There are literally thousands of ways to pick a microcap or 'penny' stock. Most of these revolve around various methods of researching the potential investment, which is often initially the result of a tip or alert from a company specializing in providing that service. Checking out the validity of these tips is a major way to pick a winner, but there are several other methods that can be useful for developing a reliable method for determining the proper configuration for a speculative investment.

The first thing to keep in mind when selecting your penny stocks is the nature of the microcap trading process. Microcap trades are generally done over the counter, using electronic bulletin boards and on-line brokerages like Scottrade or Low Trades. Because the Securities Exchange Commission doesn't require smaller companies, the kind most commonly traded at penny stock values, to file company information with them, the tools offered by the brokers can be invaluable in determining the risk related to a specific stock. The fluid nature of these smaller, less expensive stocks means that they have more inherent risk than most traditional stocks traded on larger exchanges. It also means that the potential for gain is much greater as well.

Much of this data can be found with the trading tools included with on-line brokerages but because of the nature of penny stocks there's a lot that you'll have to look for on your own. Market quotes and prices should be available through your on-line broker as nearly all of the better services offer real time quotes on stocks and many offer analytic tools to easily visualize this data. Other sources include digital newsletters which comb the financial world for data to make recommendations. So how do they make these recommendations?

One of the criteria they use is the recent market activity of a stock. By examining variations in the stock's price over a given period of time, an investor can gain a fair idea of what the stock will do in the future. By monitoring stocks that increase in price over the course of a day of trading, a wise investor can make mid-day trades to exploit these trends. An even wiser investor will look at the company's performance closely to find out what made the stock price change so as to be forewarned about future jumps in price. Tracking the data over a few days can help determine if the stock is going to continue to rise or fall back to earlier prices, allowing you to determine the value at which the stock should be sold to maximize profits. This can also help determine the root causes for price fluctuations.

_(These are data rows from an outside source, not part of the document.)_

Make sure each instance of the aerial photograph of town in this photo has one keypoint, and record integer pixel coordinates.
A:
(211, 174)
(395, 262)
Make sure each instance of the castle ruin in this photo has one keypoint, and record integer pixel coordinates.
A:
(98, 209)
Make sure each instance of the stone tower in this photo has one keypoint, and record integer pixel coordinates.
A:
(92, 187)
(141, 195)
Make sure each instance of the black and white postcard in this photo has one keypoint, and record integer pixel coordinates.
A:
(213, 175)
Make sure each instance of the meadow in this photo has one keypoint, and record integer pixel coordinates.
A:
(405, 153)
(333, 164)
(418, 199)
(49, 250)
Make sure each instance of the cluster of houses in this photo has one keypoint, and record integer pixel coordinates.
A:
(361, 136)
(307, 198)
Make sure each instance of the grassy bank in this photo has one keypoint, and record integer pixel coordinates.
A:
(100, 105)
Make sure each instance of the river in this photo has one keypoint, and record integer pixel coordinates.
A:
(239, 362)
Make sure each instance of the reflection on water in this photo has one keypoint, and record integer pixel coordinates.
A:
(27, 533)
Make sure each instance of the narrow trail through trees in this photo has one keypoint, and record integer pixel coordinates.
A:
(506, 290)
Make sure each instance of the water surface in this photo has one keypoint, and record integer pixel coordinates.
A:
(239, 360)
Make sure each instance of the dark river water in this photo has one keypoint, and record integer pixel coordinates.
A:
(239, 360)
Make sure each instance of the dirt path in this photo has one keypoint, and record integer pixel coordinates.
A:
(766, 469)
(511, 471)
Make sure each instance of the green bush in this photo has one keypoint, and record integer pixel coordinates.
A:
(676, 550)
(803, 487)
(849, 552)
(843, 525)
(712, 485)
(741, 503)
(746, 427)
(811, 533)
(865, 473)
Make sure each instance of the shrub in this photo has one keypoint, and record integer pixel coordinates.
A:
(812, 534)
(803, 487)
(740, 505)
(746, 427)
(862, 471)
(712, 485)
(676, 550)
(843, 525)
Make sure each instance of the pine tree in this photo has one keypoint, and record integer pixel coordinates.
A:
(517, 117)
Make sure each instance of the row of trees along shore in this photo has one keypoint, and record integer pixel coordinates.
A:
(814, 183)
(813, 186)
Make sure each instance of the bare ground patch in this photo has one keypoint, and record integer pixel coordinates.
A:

A vitally important set of data on a given stock is data about the company itself. Never buy any stock from a company you can't figure out what it actually does. Data about the company should be available from the company's website, though this should be filtered through a skeptical lens. More important is the industry, assets and management staff at the company. A diligent investor will track down the members of the company for their histories or examine the markets in which the company operates. Being aware of the changes in a given industry from regulation, new advances or other major variations can inform an investor in what stocks to buy, how long to hold them and the related risks of the transaction.

The specifics of this can grow complicated fairly quickly, but it’s a safe bet that companies selling their stock at low prices are going to be younger and less established. Therefore they're more susceptible to market fluctuations. This sounds bad, but it's a two edged sword: a small company has more to gain from these changes than a large one, at least with respect to stock prices. If the company you're investing in is in pharmaceuticals, keep an eye out for clinical trials on drugs they're offering. If it's a technology company, keep an eye on trade shows and product announcements to see if they've come up with the next best thing.

The general rule for picking penny stocks is awareness, both of the marketplace and its operations and the company you're investing in. Understanding how the two interact requires patience and experience as well as much information as you can possibly gather so that you can make a proper decision on your investment and its risk.